Now you'll need a host to point your new domain at. I use Netlify because of its great build image and competitive pricing. If you don't need analytics (I don't), Netlify is essentially free. My code to statically generate this blog is on GitHub as a private repository and Netlify can be set up to automatically deploy from GitHub. This wouldn't make much sense though if it would only copy the repository onto the server. Instead, you can add a build command to your site which will run every time you make a commit to your website's repository. I added
swift run so my website would be generated automatically. This means I can update an article on my phone and Netlify's servers will take care of generating the website.
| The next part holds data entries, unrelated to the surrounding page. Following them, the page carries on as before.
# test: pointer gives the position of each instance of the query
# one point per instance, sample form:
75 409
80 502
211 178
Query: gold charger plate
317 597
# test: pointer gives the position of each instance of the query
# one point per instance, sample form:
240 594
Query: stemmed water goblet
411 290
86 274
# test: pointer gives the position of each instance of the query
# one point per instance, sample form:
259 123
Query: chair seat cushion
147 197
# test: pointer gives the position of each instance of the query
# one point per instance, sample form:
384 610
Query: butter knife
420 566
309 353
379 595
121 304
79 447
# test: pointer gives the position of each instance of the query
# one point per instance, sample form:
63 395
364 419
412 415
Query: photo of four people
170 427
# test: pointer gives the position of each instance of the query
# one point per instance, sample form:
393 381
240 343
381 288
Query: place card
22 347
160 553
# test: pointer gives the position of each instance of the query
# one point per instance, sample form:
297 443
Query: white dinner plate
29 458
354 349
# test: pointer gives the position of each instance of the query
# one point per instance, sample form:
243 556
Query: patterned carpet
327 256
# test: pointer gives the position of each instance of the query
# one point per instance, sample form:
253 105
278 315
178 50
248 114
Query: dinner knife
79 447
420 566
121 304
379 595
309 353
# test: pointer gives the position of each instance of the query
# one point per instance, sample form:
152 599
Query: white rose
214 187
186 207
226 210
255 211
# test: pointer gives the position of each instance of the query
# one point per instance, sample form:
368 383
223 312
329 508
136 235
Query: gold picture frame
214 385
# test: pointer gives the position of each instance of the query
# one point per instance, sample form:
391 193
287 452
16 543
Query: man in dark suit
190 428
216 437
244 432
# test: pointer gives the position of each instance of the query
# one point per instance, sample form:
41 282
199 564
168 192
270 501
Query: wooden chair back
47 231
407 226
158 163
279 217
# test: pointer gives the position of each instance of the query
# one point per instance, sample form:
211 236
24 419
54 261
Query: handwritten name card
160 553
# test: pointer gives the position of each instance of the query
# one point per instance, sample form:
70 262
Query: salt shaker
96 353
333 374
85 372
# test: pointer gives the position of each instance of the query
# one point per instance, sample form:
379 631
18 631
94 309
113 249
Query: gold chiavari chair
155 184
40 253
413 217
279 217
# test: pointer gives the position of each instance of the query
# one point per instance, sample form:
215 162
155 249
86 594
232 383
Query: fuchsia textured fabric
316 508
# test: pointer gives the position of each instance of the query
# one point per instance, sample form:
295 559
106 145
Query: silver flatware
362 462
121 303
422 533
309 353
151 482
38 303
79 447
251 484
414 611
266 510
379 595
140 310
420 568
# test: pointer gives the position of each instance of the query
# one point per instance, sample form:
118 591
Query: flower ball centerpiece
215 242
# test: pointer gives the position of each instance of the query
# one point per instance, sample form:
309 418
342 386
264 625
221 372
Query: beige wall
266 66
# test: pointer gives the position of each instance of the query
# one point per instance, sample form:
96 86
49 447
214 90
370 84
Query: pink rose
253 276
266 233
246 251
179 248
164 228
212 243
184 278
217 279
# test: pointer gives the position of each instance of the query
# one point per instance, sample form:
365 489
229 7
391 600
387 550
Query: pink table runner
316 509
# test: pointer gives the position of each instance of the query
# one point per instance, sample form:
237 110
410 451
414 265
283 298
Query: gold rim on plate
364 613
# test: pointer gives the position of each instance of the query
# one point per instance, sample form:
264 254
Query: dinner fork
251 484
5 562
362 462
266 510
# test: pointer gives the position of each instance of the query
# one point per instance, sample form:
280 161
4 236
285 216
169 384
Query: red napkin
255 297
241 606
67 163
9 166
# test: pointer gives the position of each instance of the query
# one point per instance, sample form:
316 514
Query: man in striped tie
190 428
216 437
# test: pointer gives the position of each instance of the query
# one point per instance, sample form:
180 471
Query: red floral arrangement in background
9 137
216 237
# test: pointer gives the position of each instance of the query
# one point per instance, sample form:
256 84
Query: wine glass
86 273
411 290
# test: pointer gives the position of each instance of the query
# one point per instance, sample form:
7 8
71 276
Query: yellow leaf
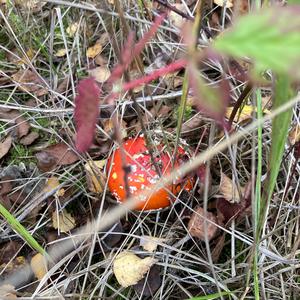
101 74
65 222
71 29
150 243
175 18
39 266
129 268
61 52
53 183
229 190
94 176
93 51
244 114
7 292
108 127
227 4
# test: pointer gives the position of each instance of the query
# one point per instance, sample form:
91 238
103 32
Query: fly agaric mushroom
143 174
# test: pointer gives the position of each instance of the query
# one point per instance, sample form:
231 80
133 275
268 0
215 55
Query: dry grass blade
59 250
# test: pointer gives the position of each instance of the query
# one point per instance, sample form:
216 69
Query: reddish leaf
228 211
86 112
29 138
5 146
212 101
197 228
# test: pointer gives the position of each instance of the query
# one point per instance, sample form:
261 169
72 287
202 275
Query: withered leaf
129 268
63 221
5 146
218 247
228 211
93 51
39 266
86 112
30 82
193 123
56 155
29 138
196 226
150 283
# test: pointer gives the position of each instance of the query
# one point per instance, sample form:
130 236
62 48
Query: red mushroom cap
143 174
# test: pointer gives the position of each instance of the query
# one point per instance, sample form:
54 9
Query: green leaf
280 126
270 37
21 230
212 296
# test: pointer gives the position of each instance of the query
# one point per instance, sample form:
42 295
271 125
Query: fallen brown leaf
22 125
93 51
175 18
227 4
229 190
71 29
294 135
5 146
196 226
56 155
29 138
8 250
227 211
30 82
39 266
129 268
63 221
149 284
61 52
218 247
51 184
31 5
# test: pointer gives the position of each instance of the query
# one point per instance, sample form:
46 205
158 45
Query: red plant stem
125 59
176 65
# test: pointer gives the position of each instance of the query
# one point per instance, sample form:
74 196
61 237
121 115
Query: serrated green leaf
270 37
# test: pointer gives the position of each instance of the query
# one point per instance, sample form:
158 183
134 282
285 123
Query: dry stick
174 9
59 250
239 102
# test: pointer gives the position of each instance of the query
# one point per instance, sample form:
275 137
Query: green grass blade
212 296
257 193
280 127
21 230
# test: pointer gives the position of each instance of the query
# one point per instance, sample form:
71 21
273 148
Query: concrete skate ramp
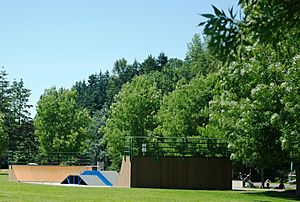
25 173
92 180
111 176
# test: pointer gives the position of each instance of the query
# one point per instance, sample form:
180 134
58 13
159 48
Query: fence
175 146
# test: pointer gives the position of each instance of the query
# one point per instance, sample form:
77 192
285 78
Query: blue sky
58 42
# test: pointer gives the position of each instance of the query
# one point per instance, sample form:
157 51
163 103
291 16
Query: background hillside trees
60 124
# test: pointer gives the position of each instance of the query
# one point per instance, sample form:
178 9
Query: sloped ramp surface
92 178
74 179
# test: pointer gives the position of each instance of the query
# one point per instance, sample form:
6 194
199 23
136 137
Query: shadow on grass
287 194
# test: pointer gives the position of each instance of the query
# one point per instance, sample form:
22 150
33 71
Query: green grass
13 191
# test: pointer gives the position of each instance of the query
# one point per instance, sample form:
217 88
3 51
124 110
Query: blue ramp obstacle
92 178
98 174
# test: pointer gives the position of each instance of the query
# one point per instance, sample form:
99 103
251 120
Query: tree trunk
298 181
262 178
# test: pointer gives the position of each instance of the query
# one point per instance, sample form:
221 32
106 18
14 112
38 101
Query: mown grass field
13 191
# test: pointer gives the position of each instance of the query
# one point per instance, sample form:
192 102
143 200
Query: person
267 183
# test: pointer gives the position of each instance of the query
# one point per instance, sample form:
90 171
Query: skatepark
146 163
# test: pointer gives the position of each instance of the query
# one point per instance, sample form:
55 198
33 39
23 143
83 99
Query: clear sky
58 42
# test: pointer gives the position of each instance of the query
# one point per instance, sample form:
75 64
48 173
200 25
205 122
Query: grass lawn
13 191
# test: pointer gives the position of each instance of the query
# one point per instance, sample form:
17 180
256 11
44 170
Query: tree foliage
60 124
131 115
183 111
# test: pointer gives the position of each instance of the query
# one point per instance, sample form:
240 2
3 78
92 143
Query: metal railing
175 146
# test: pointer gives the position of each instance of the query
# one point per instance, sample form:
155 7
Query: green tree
5 103
132 114
265 41
20 129
92 94
3 136
183 111
60 125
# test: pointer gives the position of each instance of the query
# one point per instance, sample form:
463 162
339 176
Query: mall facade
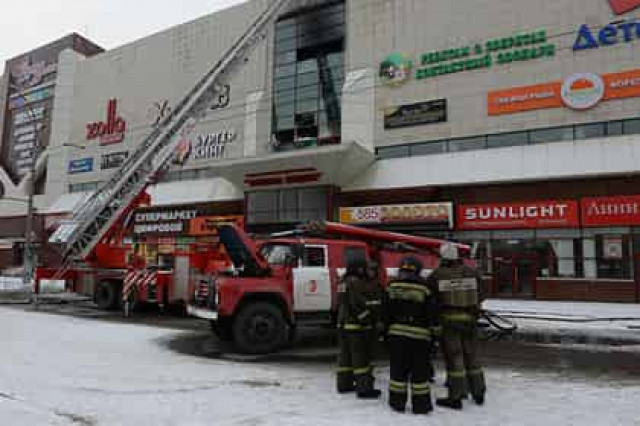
512 126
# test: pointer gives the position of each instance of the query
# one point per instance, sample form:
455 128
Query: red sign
110 132
624 6
535 214
607 211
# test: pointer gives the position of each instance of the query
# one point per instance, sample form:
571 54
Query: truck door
311 281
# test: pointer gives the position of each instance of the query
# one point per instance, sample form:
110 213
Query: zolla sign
397 68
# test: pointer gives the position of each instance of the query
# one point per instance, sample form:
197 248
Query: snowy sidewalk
571 322
62 371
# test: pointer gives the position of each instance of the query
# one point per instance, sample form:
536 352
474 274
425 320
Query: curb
571 338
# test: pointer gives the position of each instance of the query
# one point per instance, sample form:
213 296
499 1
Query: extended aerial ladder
93 220
376 236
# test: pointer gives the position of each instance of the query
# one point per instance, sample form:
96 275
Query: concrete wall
381 27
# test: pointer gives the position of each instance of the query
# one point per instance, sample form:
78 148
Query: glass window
588 131
262 207
309 92
632 127
285 70
310 105
285 84
288 206
277 254
310 65
285 32
507 139
615 128
468 144
286 57
284 97
314 256
284 110
336 60
428 148
308 79
551 135
285 122
306 119
313 203
393 152
286 45
613 257
353 253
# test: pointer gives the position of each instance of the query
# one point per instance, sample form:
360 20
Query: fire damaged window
308 78
287 206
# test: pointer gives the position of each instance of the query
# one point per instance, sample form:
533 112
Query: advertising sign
623 6
612 248
109 132
208 225
397 68
611 211
528 215
25 74
18 101
579 92
113 160
83 165
434 213
163 222
430 112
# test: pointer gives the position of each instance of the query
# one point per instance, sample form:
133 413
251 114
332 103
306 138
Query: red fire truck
95 257
276 284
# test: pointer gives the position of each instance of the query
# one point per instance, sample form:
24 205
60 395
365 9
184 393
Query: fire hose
495 326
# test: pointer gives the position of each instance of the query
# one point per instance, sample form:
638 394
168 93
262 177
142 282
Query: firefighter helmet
449 251
410 265
357 265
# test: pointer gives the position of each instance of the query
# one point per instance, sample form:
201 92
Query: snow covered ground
597 322
56 370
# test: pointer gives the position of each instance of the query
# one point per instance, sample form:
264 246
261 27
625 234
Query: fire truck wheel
107 294
260 328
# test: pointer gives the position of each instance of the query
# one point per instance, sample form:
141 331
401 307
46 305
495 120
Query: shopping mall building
511 125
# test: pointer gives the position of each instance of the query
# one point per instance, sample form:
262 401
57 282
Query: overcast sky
27 24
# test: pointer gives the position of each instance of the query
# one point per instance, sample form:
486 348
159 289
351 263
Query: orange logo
579 91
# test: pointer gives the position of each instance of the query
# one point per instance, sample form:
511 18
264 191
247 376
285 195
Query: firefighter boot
454 404
397 402
370 394
422 405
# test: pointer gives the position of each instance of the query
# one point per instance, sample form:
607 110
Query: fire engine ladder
97 215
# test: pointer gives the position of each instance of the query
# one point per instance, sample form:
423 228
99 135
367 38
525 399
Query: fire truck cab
276 284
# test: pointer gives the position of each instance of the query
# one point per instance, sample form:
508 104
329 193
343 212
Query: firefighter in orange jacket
358 303
410 316
460 293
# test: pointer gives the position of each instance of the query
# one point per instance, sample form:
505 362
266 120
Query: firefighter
459 305
410 315
358 297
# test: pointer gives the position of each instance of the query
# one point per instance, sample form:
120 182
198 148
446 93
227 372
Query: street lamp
29 254
30 258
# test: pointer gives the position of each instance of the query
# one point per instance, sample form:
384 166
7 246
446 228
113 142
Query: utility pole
30 255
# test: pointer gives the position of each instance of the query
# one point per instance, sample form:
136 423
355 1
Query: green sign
517 48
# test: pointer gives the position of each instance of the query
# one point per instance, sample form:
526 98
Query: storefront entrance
515 275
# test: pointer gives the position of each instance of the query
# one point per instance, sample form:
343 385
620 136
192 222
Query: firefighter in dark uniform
359 300
459 300
410 309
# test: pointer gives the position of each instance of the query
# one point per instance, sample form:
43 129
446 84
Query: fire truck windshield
277 254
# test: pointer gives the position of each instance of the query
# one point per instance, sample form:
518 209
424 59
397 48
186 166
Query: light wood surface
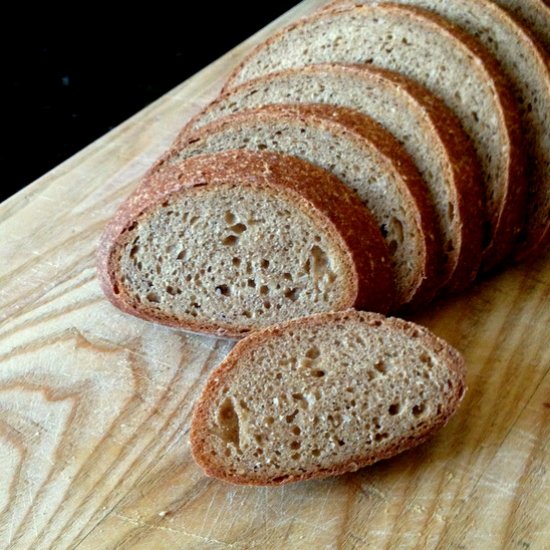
95 405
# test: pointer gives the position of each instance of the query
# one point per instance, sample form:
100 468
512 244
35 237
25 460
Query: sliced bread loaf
232 242
362 155
428 130
525 63
323 395
448 61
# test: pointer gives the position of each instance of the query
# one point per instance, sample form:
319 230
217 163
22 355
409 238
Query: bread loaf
324 395
526 64
363 156
427 129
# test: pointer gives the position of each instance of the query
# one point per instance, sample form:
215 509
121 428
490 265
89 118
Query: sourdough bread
363 156
428 130
232 242
442 57
534 14
525 63
322 396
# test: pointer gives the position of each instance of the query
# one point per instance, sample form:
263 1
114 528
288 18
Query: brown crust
216 380
463 170
536 232
316 192
510 220
367 133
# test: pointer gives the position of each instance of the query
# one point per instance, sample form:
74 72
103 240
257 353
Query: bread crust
317 193
510 218
462 167
361 129
199 439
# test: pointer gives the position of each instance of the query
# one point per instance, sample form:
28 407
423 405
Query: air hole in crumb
394 409
223 290
426 359
243 405
313 353
228 421
230 240
291 294
290 417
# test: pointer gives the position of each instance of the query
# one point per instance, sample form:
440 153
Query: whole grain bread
534 14
526 64
428 130
322 396
231 242
441 56
362 155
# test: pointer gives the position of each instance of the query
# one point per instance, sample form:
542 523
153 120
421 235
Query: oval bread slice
447 61
362 155
232 242
323 395
428 130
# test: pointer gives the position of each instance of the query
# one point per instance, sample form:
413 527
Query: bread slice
235 241
428 130
534 14
448 61
323 395
526 65
363 156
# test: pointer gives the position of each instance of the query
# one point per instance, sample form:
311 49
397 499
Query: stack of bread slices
373 155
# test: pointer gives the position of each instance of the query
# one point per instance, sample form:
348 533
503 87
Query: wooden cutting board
95 405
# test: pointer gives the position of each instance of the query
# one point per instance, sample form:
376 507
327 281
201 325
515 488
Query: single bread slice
428 130
363 156
526 65
448 61
236 241
324 395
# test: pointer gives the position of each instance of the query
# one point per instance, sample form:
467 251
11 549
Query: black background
69 78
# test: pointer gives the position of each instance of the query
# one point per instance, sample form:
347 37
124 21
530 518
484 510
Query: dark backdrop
68 78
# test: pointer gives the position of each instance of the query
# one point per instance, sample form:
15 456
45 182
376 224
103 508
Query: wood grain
94 405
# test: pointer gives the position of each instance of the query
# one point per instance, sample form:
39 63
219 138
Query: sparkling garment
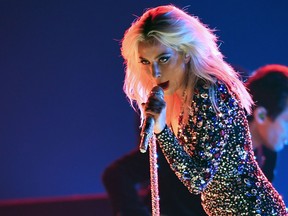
213 156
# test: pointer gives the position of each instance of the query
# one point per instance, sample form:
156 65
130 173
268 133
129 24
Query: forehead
152 49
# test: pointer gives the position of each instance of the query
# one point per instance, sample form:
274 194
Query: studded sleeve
196 154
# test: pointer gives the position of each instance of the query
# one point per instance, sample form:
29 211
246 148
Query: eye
164 59
144 62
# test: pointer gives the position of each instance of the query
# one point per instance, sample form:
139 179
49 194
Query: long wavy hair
176 29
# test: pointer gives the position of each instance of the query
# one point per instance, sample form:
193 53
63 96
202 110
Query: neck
255 136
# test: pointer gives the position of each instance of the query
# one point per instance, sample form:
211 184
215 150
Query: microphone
148 124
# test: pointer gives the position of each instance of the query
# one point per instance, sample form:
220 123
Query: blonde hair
184 33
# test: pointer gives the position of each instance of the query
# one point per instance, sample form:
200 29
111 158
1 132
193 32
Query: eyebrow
160 55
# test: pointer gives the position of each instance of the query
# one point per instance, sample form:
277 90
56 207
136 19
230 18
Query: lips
164 85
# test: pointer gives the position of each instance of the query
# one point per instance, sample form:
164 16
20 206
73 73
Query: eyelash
162 59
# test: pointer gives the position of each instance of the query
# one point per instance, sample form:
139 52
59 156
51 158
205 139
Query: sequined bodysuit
212 155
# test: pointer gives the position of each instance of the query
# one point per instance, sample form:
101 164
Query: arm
196 154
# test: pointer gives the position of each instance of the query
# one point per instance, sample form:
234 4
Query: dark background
63 114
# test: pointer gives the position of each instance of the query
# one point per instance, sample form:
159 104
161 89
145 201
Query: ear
187 58
260 114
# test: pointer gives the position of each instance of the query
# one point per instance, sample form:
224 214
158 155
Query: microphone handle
146 133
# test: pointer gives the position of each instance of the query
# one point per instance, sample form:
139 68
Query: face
164 66
275 133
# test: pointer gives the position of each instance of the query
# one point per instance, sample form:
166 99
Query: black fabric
123 177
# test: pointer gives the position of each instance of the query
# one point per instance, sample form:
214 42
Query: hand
156 107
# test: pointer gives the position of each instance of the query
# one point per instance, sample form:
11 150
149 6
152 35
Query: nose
155 71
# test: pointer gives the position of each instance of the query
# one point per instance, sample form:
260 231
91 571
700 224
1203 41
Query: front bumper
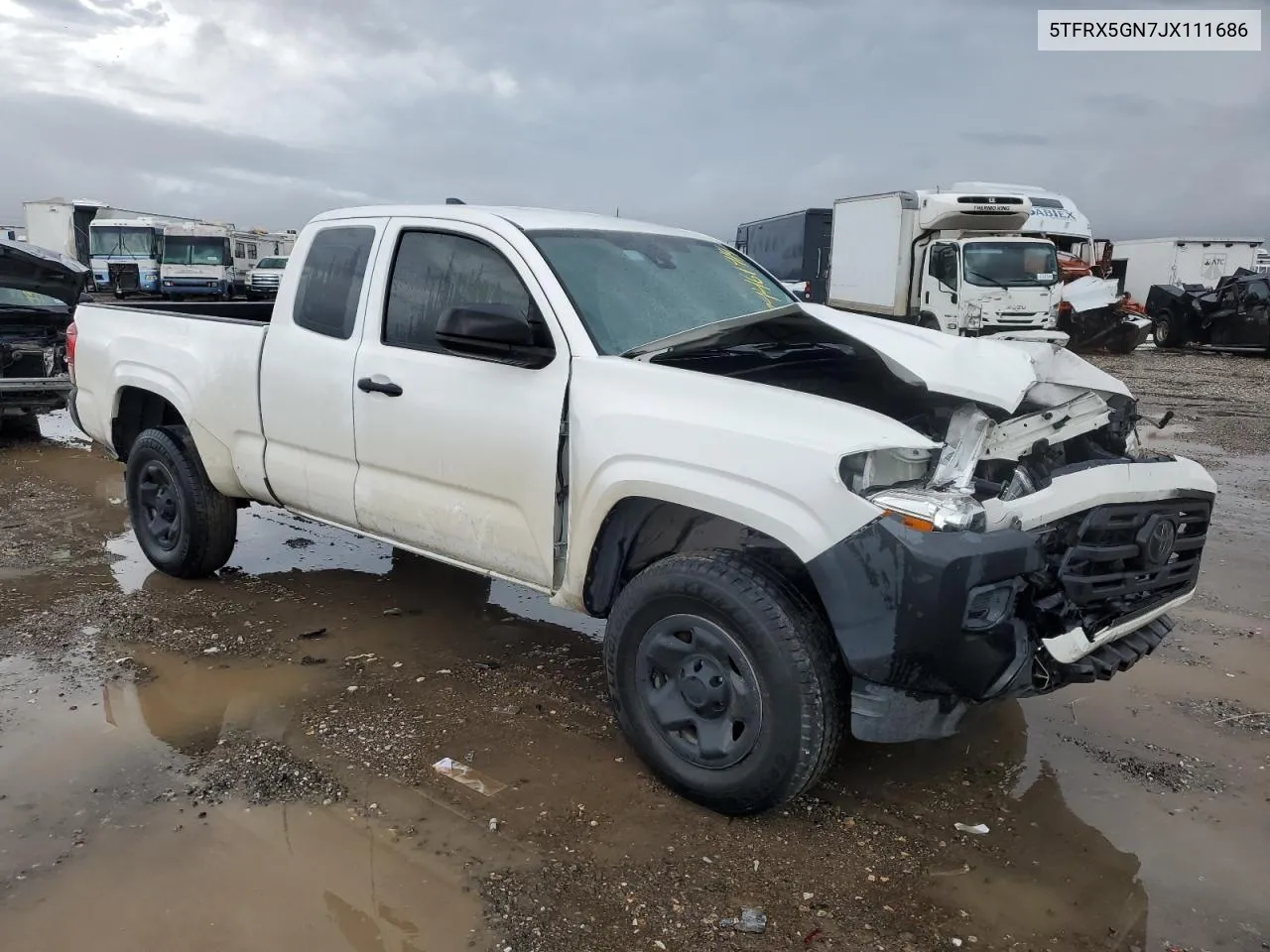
191 287
1074 593
33 394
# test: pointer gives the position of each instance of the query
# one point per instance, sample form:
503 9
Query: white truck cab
947 261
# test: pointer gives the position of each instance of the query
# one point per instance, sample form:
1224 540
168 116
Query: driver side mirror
494 333
945 267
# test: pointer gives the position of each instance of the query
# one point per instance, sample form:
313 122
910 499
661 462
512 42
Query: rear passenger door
460 461
307 373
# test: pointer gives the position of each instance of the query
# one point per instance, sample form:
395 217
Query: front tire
725 680
1169 330
186 527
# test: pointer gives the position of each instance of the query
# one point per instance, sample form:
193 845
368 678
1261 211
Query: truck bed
250 311
202 358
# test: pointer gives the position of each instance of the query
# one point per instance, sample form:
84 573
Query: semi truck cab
945 261
973 286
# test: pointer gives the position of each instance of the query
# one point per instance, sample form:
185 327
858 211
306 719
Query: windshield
1010 263
13 298
631 289
121 241
186 249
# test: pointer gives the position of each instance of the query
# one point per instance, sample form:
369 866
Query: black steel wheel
698 685
1169 330
186 526
725 680
159 504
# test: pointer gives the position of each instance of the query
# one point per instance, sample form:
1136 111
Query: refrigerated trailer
947 261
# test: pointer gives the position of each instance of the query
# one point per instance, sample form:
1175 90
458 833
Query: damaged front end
1034 546
1030 552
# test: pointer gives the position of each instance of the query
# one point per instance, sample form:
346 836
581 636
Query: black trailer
1232 316
794 248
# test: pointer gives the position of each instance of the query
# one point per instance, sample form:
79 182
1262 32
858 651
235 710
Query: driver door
940 287
457 454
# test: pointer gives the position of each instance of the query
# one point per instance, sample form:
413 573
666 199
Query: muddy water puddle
96 817
1120 816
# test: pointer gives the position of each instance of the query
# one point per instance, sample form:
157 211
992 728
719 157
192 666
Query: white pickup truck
798 522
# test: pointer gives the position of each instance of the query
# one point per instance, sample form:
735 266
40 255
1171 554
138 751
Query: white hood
1088 294
994 372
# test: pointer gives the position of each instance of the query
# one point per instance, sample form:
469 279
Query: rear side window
434 272
330 284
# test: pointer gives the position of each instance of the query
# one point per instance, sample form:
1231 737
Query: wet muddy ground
246 762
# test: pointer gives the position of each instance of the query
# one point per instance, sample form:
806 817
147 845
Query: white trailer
62 225
947 261
1183 261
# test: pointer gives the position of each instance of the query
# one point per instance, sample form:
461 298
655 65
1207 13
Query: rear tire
1169 330
725 680
186 527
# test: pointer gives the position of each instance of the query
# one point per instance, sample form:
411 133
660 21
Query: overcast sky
699 113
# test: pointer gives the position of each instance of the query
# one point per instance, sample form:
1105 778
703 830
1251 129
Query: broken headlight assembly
894 480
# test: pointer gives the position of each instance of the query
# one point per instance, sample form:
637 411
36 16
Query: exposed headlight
883 467
930 511
1132 444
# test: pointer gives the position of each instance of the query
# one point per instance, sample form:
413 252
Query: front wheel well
140 411
640 531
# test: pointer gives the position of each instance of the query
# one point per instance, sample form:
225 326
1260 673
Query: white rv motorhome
198 261
255 244
948 261
125 254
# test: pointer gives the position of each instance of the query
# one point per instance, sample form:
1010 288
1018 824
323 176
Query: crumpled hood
24 267
996 372
1088 294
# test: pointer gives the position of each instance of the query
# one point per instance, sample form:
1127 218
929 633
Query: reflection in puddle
275 542
87 826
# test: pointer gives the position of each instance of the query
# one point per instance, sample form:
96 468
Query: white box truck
945 261
1182 261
Swift is relatively new to the Netlify build image so make sure you're using the latest version.
Static Site Generation
For a lot of websites, using a CMS is the right choice. For a small blog like mine though, static site generation is a way better solution. Static pages are faster to load and put way less strain on the server. Until recently, I used Jekyll to generate my website but a couple of weeks ago, I switched to John Sundell's Publish. Publish is a static site generator written entirely in Swift. It's pretty neat. Instead of having to use a weird template language to build your site, you can build it entirely in Swift. Yeah, no HTML! The posts themselves are just markdown files in the
Migrating my site took me a couple of days but now it's way easier to configure and update. The publishing system even supports features like podcasts, which I don't currently make use of.
Plot's integration with Splash is incredible. If you write a blog about Swift, staying in the Sundell ecosystem makes everything way easier.
While I might add a CDN such a Cloudflare to my website in the future, I'm pretty happy with my current setup. It's easy to publish new articles and the system is reliable. I never even have to see the Netlify's web interface or configure any web servers. For me, that's a success.